Les hommes avaient résisté à la Vue, à l’Ouïe, à l’Odorat, au Toucher. Il faudrait donc leur intégralité, atteindre le cinq qui ne saurait être une fin puisqu’il est le chiffre central. Cette pensée positive redonna du courage à Palmyre.
Elle décida, puisqu’il ne restait qu’un sens, de jeter son va tout.
Elle ne lésinerait pas sur le dernier, jetterait dans la bataille ses plus grandes forces. La lutte sera goulue! Par sa peau bleue, par ses cicatrices d’amour sur son visage-sexe, par ses six doigts, par sa langue bifide, par les voiles sous ses bras, par ses membranes brachiales, par tout ce qui faisait qu’elle était la Grande Palmyre, la Séductrice, elle ferait éclater sa puissance par le Goût!
Remontée comme jamais, elle s’adressa à sa foule pour entamer ce que la légende rapporte sous le nom de "l’imploration à être mangée", ou de "l’offrande à l’anthropophagie".

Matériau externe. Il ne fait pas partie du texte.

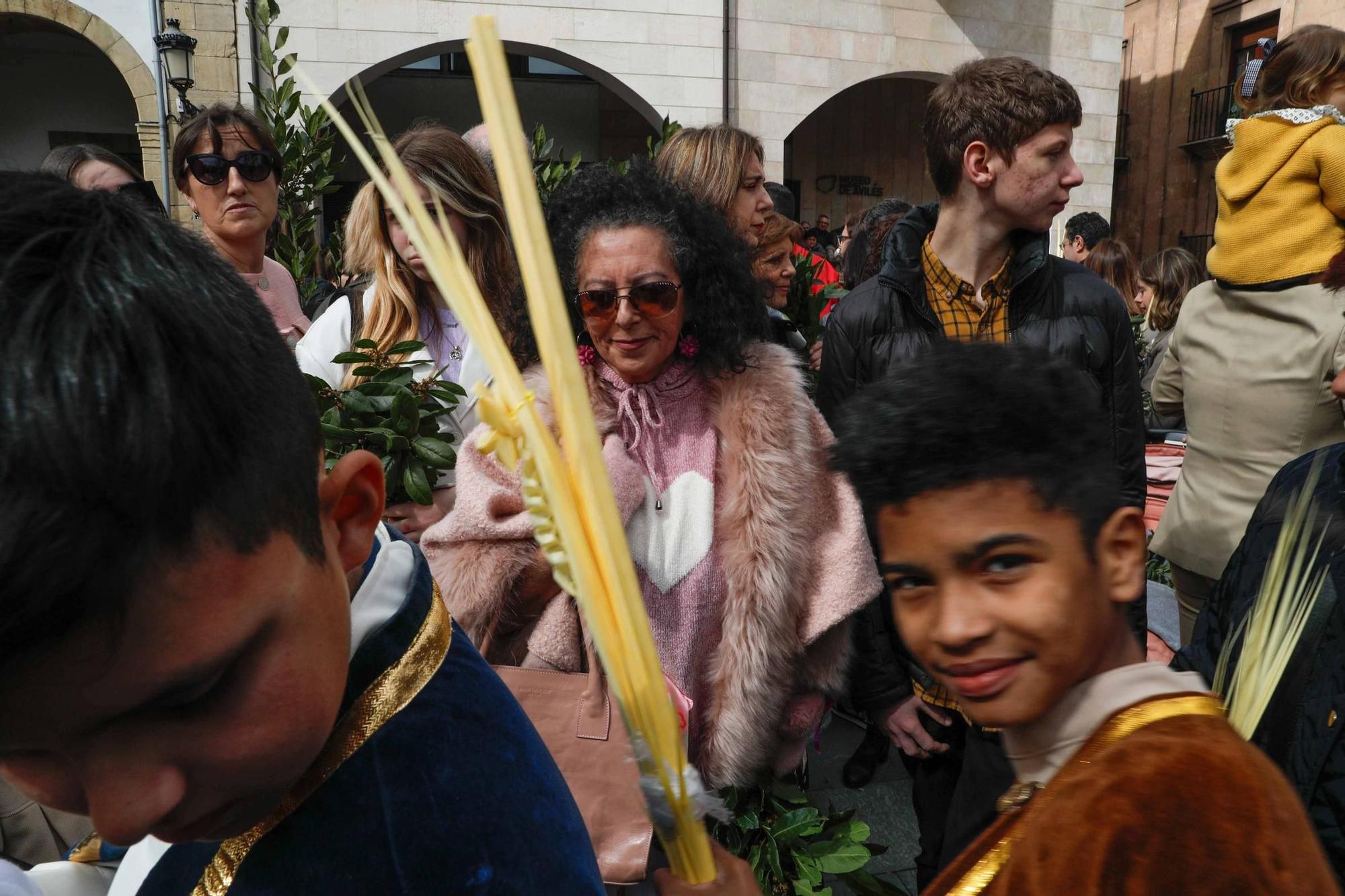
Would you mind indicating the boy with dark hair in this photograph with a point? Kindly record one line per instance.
(1009, 563)
(1009, 560)
(977, 267)
(1083, 232)
(210, 645)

- Mes sœurs, l’heure est gravissime. Nous avons usé quatre des cinq cartouches des sens. Il n’en reste qu’une, celle du Goût. On va leur tirer dans la bouche! Allez à eux en commando suicide, offrez-vous afin qu’ils vous dégustent des pieds à la tête, et vous serez ainsi, comme dirait ma sœur Amégali, le grain que plante Tao Thsi afin qu’il soit mangé par Tshong. Ils en mourront.

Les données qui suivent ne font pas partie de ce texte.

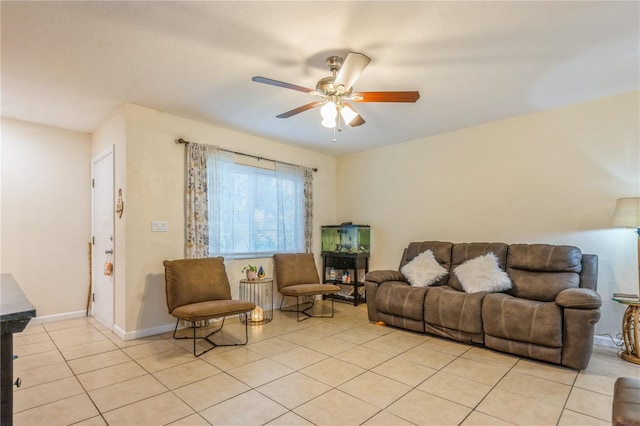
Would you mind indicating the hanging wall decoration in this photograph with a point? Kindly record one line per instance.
(119, 204)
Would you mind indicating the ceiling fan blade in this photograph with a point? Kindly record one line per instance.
(298, 110)
(351, 69)
(282, 84)
(357, 120)
(385, 96)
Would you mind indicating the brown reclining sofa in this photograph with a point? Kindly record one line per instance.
(548, 314)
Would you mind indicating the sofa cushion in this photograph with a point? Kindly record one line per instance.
(423, 270)
(482, 273)
(441, 251)
(452, 309)
(528, 321)
(541, 271)
(462, 252)
(400, 298)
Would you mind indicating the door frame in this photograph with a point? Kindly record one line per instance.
(98, 271)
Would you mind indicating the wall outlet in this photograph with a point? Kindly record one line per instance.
(158, 226)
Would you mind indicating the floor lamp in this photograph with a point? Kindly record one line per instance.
(627, 215)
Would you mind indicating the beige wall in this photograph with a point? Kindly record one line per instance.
(155, 191)
(550, 177)
(46, 215)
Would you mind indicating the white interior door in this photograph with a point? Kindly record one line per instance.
(103, 212)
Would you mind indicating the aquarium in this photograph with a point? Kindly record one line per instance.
(346, 239)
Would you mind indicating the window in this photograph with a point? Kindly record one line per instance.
(255, 211)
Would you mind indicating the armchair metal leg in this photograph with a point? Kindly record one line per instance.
(195, 338)
(299, 311)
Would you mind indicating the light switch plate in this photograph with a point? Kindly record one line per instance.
(159, 226)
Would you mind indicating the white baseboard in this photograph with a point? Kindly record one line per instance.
(608, 341)
(58, 317)
(138, 334)
(600, 340)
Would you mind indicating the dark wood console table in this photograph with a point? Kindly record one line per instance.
(15, 313)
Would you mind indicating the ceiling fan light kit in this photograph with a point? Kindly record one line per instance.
(338, 88)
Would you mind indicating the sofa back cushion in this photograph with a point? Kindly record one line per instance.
(462, 252)
(541, 271)
(441, 251)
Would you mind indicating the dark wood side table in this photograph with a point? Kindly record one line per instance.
(15, 313)
(631, 330)
(258, 291)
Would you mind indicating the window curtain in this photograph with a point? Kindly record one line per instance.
(197, 200)
(210, 227)
(295, 212)
(308, 210)
(221, 191)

Il vous faudra être excessives car la Femme est ainsi. Dites que vous n’avez pas peur qu’ils dévorent votre tout et tant pis si l’âme y passe, vous vous réjouirez d’apparaître une dernière fois dans leurs excréments. La seule chose qui vous importe est que ces hommes deviennent semblables aux Tupi-Guaranis et aux Carils qui dévorent leurs captives. Dites que vous voulez qu’il ne reste rien d’autre de vous que des ongles et des cheveux et, s’il subsiste quelques rares os, qu’ils les donnent à leurs chiens pour que vous ayez encore la joie d’appartenir à leur famille!

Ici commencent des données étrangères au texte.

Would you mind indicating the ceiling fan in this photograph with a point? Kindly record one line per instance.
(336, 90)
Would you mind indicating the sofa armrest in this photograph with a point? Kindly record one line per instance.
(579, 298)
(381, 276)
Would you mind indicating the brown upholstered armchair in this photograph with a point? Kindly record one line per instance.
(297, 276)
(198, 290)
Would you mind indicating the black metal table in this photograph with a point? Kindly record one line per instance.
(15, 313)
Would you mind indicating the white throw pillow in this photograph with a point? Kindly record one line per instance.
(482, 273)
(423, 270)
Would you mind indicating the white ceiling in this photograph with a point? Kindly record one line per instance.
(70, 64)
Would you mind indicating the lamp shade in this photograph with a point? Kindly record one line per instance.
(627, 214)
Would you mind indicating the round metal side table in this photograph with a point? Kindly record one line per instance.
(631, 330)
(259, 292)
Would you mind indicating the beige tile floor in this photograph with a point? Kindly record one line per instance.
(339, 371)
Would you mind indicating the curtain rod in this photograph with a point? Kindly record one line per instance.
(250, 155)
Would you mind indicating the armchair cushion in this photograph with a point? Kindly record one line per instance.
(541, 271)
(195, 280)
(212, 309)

La femme qui se donne est ainsi, elle déborde de l’assiette à tel point qu’ils ont envie de la renverser. Qu’une de vous leur ouvre ses fesses et ils verront que la calme muscade vire au piment. Ils croiront que c’est pour rire, toujours la bagatelle, que ça ne change rien à rien puisque pour eux nous sommes des catins, qu’en nous donnant à "baiser" nous nous donnons de toute façon à "bouffer" mais celle qui apparaîtra sera Échidna, ce monstre à corps de femme et aux jambes de serpent qui enfanta le Chien Cerbère et fut mère de Méduse, une créature double, superbe jusqu’à la taille et reptile par en dessous.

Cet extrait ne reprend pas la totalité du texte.